Nutrisystem Inc. tumbled 11 percent to $10.58. The provider of prepared meals to help clients lose weight forecast annual earnings per share of no more than 55 cents, falling short of the average analyst projection of 92 cents a share, data compiled by Bloomberg show.
Monster Worldwide Inc. added 11 percent to $8.32. The online recruiting service hired Stone Key Partners LLC and Bank of America Corp.’s Merrill Lynch to help it review strategic alternatives.
OmniVision Technologies Inc. rose 8.4 percent to $17.16. The primary supplier of camera sensors for Apple’s iPhone 4S was upgraded to outperform from neutral at Robert W. Baird & Co., which cited research showing the company may be a supplier of sensors for Apple’s iPad3.
Hedge funds gained 0.8 percent in February, underperforming equities around the world, which climbed on expectations Europe would tame its debt crisis.
The Bloomberg aggregate hedge fund index increased to 117.16 from 116.25 in January as long-short equity, multistrategy and global macro funds climbed.
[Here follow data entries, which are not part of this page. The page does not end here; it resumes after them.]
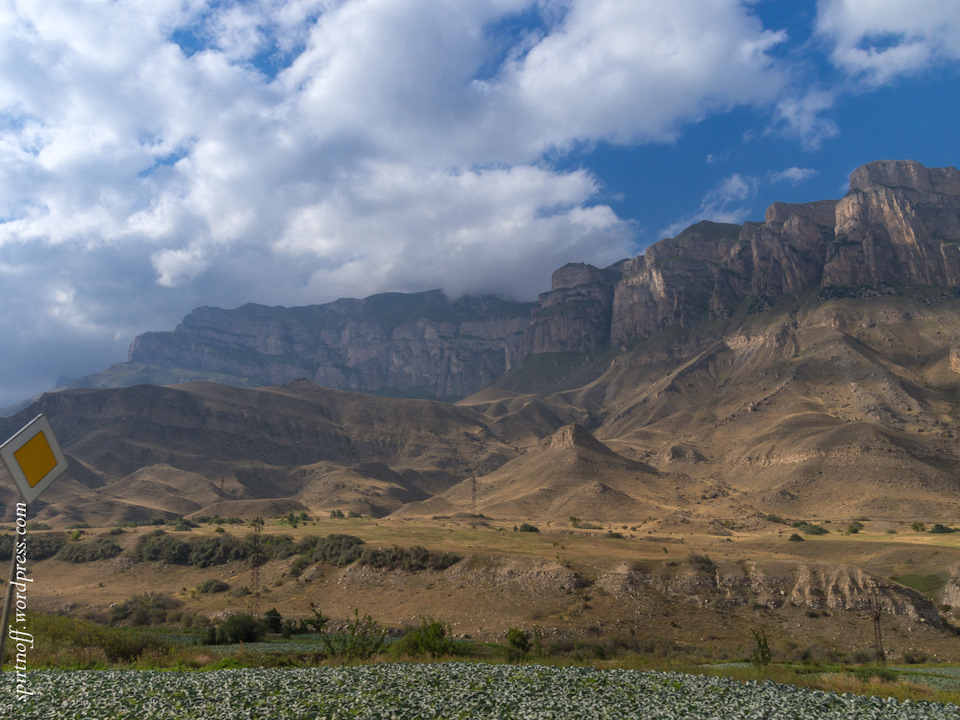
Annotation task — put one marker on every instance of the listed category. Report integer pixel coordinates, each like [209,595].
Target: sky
[159,155]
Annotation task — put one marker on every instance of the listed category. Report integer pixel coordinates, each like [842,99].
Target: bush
[39,547]
[761,654]
[809,528]
[212,586]
[217,551]
[273,620]
[118,644]
[432,637]
[145,609]
[160,547]
[237,628]
[518,644]
[412,559]
[183,525]
[99,549]
[362,639]
[339,550]
[701,562]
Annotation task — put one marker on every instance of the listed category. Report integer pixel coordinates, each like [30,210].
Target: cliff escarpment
[898,226]
[419,344]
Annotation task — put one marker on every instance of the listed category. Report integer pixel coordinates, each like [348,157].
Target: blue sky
[158,155]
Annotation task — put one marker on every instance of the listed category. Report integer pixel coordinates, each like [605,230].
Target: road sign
[33,458]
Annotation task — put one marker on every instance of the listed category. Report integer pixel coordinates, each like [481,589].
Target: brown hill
[146,451]
[570,473]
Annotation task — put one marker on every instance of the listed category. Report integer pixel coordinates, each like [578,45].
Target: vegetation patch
[448,690]
[920,583]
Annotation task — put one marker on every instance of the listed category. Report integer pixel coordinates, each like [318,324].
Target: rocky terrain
[702,396]
[898,226]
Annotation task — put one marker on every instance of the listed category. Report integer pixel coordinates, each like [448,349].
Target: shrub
[298,566]
[339,550]
[518,644]
[809,528]
[432,637]
[217,551]
[412,559]
[99,549]
[761,654]
[118,644]
[362,639]
[240,627]
[212,586]
[183,525]
[145,609]
[40,547]
[273,620]
[160,547]
[701,562]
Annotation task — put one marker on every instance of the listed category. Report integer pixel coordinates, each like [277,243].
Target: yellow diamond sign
[33,458]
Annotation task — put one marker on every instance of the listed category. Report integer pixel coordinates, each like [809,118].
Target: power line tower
[876,609]
[473,502]
[220,500]
[256,560]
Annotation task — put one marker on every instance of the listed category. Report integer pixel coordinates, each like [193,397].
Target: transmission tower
[877,634]
[220,500]
[256,559]
[473,501]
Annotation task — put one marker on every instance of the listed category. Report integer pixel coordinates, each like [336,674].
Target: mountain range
[806,366]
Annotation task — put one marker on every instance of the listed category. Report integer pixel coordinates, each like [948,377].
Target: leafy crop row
[450,690]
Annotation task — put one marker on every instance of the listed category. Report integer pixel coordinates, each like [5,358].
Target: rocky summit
[898,226]
[807,365]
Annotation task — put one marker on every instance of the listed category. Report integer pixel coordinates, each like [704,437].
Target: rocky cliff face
[898,226]
[419,343]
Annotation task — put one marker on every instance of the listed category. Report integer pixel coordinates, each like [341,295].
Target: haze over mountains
[804,366]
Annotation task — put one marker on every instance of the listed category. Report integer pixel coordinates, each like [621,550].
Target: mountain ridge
[899,225]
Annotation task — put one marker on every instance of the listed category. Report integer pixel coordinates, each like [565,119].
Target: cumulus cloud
[185,153]
[727,202]
[793,175]
[879,40]
[802,117]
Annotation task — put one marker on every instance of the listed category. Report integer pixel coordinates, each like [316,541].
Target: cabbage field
[447,690]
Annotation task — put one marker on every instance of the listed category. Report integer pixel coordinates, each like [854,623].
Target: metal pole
[9,600]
“In February they did well but not as well as you would have expected them to do based on the capital markets,” said Don Steinbrugge, managing partner of Agecroft Partners LLC, a Richmond, Virginia-based firm that advises hedge funds and investors. “That’s attributable to the fact that the average hedge fund manager was more concerned with protecting downside than capturing upside.”
The MSCI All-Country World Index rose 5.1 percent including dividends in February amid better-than-estimated economic reports, including one that showed employment in the U.S., the world’s largest economy, topped forecasts, and optimism that Greece would receive a second bailout. Hedge funds fell 5.2 percent last year as concerns grew that Europe’s debt crisis couldn’t be contained and stocks experienced sharp price swings.